One of the biggest fears I see among inventors is that someone will “steal” their idea. It’s not unreasonable, especially if it’s a sweet idea, but with a little care and some confidentiality, you need not let this fear constrain your pursuit.
Be prudent in how you share ideas. To succeed, you do need to share with those that can help you, so let’s talk about the smart ways to do it.
Patents are the first thing many people think about for protecting ideas. Yes, they can be good in many ways, but they also have their down-sides — namely cost and time. Depending on your situation, a Patent may be exactly what is needed. Don’t go hastily, however. There may be alternatives that can save a bundle — or at least delay the investment and allow time for the concepts to mature.

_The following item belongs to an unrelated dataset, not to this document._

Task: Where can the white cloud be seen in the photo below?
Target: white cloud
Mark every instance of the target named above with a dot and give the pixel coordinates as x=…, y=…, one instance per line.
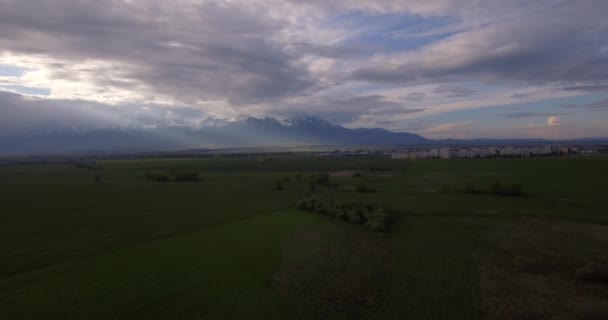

Alternatives for confidentiality include Provisional Patents, Design Patents, NDA’s, and Trade Secrets. Seek knowledgeable advise, of course, because all of these have their place.
Stay tuned, we’ll discuss some of the legal agreements below, and a lot more about patents in the next Inventors Lab topic.
Legal Agreements – NDA
One smart thing is to use something called a CONFIDENTIALITY AGREEMENT — also known as an NDA (or Non-Disclosure Agreement) — which is a legal promise not to share. The essence of an NDA reminds everyone that there is Intellectual Property involved, and all parties need to show respect to the ownership of the IP. Again, my experience shows that reputable vendors are not interested in “stealing” your idea, they just want to help. The NDA then serves as a formal reminder that the content of the project must be considered confidential. If they’re reputable, they’ll honor it.
An attorney is the best source for an NDA if you want something specific, but that can get expensive. From what I’ve seen, every attorney’s office has “their version” of an NDA, and though they are all a little different, they basically all say the same things — some are just more wordy. Whatever you use, make sure you understand what is being said — and remember, the confidentiality agreement goes both ways.
As an alternative, to purchasing your own special NDA, we’ve posted our “boiler-plate” one with this page for download. It’s simple and concise as a good place to start. Feel free to use this as a base, or modify it to fit your specific needs — but . . .
Finally, please remember, these documents don’t guarantee anything. They’re good to have, but your FIRST, and most important course is to use judgment when you talk with others about your invention.